I hope this helps! If you have any query tips of your own, please leave them in the comments below! Happy querying!Read More
So, um. I am bad at timely blogging. But my family and I have had some amazing adventures this year! At my count, we’ve had 28 adventures together so far. We’re 28 weeks into the year, so we’re right on track to have 52 amazing experiences before 2020. Life has been a bit insane. Some of has it good, like my publishing contract. Some of it has been stressful, like multiple hospital says for my kiddos. But through it all, we’ve stayed positive and we’ve had a lot of fun.
I love that homeschooling has allowed us the freedom to do this. Our hands-0n approach t0 life and learning not only makes education fun, it makes it impactful as well. And the time we spend together is precious! We’ve seen and done so much. I am so happy we decided to make adventure a priority in 2019.

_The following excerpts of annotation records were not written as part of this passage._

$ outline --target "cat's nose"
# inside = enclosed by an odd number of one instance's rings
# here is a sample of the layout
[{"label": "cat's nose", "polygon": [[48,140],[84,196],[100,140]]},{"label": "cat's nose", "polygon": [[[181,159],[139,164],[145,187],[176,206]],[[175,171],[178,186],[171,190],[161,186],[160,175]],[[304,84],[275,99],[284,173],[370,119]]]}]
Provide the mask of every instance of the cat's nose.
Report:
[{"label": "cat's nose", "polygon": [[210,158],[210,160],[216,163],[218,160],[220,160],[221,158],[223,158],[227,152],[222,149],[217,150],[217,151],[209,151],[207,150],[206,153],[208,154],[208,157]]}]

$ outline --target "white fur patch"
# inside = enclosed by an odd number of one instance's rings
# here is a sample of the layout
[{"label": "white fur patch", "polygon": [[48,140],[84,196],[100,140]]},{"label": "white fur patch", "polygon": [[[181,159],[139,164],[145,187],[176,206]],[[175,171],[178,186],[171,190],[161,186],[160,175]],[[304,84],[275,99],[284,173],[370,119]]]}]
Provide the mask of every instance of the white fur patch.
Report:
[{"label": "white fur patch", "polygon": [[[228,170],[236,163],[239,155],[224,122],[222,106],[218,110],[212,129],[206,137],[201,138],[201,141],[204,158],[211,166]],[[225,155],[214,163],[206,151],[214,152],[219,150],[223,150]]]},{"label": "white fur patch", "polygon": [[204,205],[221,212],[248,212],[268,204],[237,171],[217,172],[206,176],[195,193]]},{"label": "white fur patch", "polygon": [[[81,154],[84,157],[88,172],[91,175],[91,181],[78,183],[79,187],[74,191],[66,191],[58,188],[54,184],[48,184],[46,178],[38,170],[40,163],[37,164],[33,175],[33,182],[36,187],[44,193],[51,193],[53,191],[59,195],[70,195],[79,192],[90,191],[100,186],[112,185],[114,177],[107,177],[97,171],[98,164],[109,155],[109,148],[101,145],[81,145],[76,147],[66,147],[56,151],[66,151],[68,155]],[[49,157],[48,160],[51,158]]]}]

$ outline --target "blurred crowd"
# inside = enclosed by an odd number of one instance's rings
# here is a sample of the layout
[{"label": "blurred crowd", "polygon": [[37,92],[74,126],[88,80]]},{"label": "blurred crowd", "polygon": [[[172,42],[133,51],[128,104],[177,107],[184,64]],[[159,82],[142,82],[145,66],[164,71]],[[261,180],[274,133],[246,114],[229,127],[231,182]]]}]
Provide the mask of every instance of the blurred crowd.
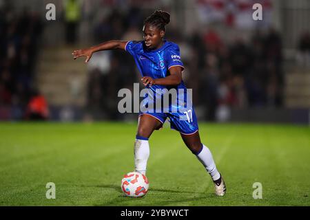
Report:
[{"label": "blurred crowd", "polygon": [[[72,45],[79,40],[81,14],[76,10],[81,6],[75,6],[74,0],[68,2],[70,16],[63,21],[68,31],[63,43]],[[34,12],[0,10],[0,120],[37,118],[36,112],[40,113],[39,118],[47,118],[46,101],[33,87],[43,24]],[[125,10],[105,10],[90,26],[92,44],[111,39],[142,40],[143,20],[153,11],[134,5]],[[227,42],[211,26],[186,35],[175,24],[167,26],[165,38],[180,46],[185,67],[183,80],[187,88],[194,89],[194,104],[200,109],[200,117],[225,120],[231,108],[283,105],[282,39],[277,30],[258,30],[250,38],[240,34]],[[302,54],[300,61],[306,64],[310,63],[309,45],[306,33],[296,45]],[[98,67],[89,68],[86,111],[94,118],[122,119],[124,115],[117,110],[118,91],[132,89],[133,83],[140,82],[134,59],[127,53],[113,50],[92,60]]]},{"label": "blurred crowd", "polygon": [[[95,26],[96,43],[142,39],[143,21],[151,12],[143,13],[137,8],[127,14],[112,11]],[[165,38],[180,46],[185,65],[183,80],[188,88],[194,89],[194,103],[202,107],[205,119],[218,119],[221,109],[231,107],[282,105],[282,46],[275,30],[258,30],[251,39],[237,38],[229,44],[211,28],[185,36],[168,25]],[[95,69],[90,73],[87,107],[104,109],[108,118],[115,118],[121,116],[116,109],[118,89],[130,89],[140,76],[130,54],[113,51],[110,62],[107,71]]]},{"label": "blurred crowd", "polygon": [[38,96],[33,82],[42,24],[26,10],[1,8],[0,14],[0,120],[30,118],[32,98]]}]

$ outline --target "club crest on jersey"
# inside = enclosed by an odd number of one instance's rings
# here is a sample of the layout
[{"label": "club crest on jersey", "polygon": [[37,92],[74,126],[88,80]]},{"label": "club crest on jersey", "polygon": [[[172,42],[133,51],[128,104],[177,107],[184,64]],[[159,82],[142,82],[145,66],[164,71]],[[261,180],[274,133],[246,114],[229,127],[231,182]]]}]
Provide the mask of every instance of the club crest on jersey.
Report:
[{"label": "club crest on jersey", "polygon": [[161,69],[165,69],[164,60],[159,60],[158,66],[159,66],[159,68],[161,68]]},{"label": "club crest on jersey", "polygon": [[171,55],[172,59],[179,59],[180,60],[180,56],[178,55]]}]

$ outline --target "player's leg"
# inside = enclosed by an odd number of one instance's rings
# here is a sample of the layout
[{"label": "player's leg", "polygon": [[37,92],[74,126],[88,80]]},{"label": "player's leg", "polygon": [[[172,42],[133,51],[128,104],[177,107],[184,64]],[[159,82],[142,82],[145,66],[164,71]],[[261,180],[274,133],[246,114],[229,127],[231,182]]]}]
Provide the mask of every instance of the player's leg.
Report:
[{"label": "player's leg", "polygon": [[180,133],[184,143],[187,148],[197,157],[197,159],[203,164],[206,170],[211,175],[214,182],[216,194],[223,196],[225,194],[226,186],[220,173],[216,168],[212,154],[205,145],[201,143],[199,132],[186,135]]},{"label": "player's leg", "polygon": [[145,174],[149,156],[149,138],[154,130],[162,126],[162,122],[153,116],[147,114],[139,116],[134,149],[136,171]]}]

Here’s a fast rundown of our adventures so far this year. These are in no particular order.
#1- A bear program in a National Park (Shenandoah in VA)
#2- The Duke Lemur Center in Durham, NC
#6 Playing with goats and alpacas in Durham, NC
#8 Learning about history in Shenandoah National Park, VA
#12- Taking in the Great Smoky Mountains (and dancing, of course)
#15 – Dance nationals in Pigeon Forge, TN. And coming home a National Champion!
#16 Hiking the Appalachian Trail. Or as my six-year-old called it, the “Application Trail.”
#22 Loving Science at The North Carolina Museum of Natural Sciences.
#23 Meeting author Adam Rubin at Page 158 books in Wake Forest, NC
#24 Hiking in Raleigh, NC
Thanks for reading! I plan on giving a more detailed account of our time in Shenandoah National Park soon.
How is your year going? Has it been full of adventure?